Tuesday, June 24, 2014


Picked Tuesday afternoon
June 24, 2014 – Tuesday
61 degrees/rainy/calm
Pentoga Road

Normally I do all my writing in the early morning, but just as I was grading assignments a bit ago, the internet decided to go away. Since the computer was already on my lap, I decided to go ahead and write. Sargie works early tomorrow and I’ll be making my initial test hike on my “new feet” in the morning. Keep your fingers crossed.

Monday saw me going to the podiatrist in Iron Mountain. I’ll admit, I was nervous. The last time I had a shot inserted into the top of my foot, I about went through the roof. When injecting cortisone, the doctor isn’t in a hurry and moves the needle around the area, leaving it inserted for an hour or two… or maybe twenty or thirty seconds, depositing a bit here and there.

I’ve never known a real foot doctor, but mine is a sweetheart. Somewhere in her 30’s, I wondered what would cause a spunky little lady to dedicate her life to feet.

She told me I had several options, the easiest being cortisone shots. I screwed up my face, asked her if she had a piece of leather on which to bite down, and told her to go ahead.

She laughed and pulled out a can of spray anesthetic then asked if I wanted to watch. My feet are ugly enough without me having to look at them in her office.

She sprayed and I looked away. After a minute, she said “There!” I told her to go ahead and give me the shot. She replied that she already had.


I watched the second shot, but didn’t feel a thing. The person who invented topical spray anesthetic should automatically go to Heaven.

I arrived home on Monday afternoon and mowed the rest of the lawn and under the big trees out front. I’m averaging mowing at least once a week. Just like last year, it’s green and lush on Pentoga Road.

I next tried to figure out how much lumber and what dimensions would be needed to complete the storage building, but finally gave up. There’s just a lot of marks on that tape measure and after putting down some numbers, I came in the house, started entering them into the calculator and discovered that I’d measured wrong. After a few more attempts, I finally gave up. Yooper Brother Mark is going to come out sometime in the next few days and help me measure and figure what needs to be purchased.

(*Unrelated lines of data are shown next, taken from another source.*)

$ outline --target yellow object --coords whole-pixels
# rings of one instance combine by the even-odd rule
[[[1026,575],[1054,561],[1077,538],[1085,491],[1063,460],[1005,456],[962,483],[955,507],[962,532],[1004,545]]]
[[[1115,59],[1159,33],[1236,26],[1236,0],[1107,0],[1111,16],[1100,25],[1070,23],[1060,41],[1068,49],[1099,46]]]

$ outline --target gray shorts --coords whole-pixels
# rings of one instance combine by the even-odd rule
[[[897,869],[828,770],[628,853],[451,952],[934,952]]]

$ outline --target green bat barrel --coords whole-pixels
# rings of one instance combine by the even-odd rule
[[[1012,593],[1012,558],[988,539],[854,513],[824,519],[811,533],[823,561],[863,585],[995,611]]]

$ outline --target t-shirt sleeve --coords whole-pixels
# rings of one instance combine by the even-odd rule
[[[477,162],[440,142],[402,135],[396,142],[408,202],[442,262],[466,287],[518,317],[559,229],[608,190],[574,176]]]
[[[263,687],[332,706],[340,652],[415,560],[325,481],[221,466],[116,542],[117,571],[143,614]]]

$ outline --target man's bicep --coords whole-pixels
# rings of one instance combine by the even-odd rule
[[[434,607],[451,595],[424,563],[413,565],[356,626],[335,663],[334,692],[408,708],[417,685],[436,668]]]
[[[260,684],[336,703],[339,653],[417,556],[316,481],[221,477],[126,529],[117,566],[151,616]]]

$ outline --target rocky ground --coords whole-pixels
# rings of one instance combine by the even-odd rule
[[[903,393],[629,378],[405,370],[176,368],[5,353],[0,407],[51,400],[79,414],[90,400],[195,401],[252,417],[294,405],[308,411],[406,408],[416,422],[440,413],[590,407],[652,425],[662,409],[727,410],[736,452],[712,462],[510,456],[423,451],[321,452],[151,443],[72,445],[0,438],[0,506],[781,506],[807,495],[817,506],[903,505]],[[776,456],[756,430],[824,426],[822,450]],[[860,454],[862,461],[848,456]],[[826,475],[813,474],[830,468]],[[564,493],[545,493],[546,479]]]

I ended the day outside working with the backhoe and covered over one huge boulder-filled hole. I'll use the leftover dirt to fill in the low places in the future.

No matter where I dig or work, Brutus wants to lay there. There was a six foot hole under where he is lying and I wanted to make it smooth and plant grass seed. Though I'd shoo him away, he'd return and roll around every time I'd turn my back.
 Sargie was home fairly early Monday night and we had a quiet evening watching television and talking.

 Yooper Brother Mark called early Tuesday morning saying the truck was full of wood and I could pick it up any time. Sargie hurried to get ready for work and took me in so I could get the truck, drive it home, and still make my 10 AM appointment with my money man in Iron Mountain. It all went like clock work.

Everyone wants a Man truck like mine. 
I’m VERY conservative when it comes to my IRA and my financial advisor has done well. It appears I can stay off the welfare rolls for the foreseeable future.

I stopped at the Vision Center and saw Sargie for a few minutes, then went on to Tractor Supply and purchased several steel T-posts to use in and around the garden.

Sargie bought me several packages of bean seed a couple of months ago. I assumed (as did she) that they were bush beans, but all turned out to be of the pole variety. I used the posts purchased today to make more trellises for them to climb. We should have plenty of green beans, they’ll just be two or three weeks later than the bush type we usually plant.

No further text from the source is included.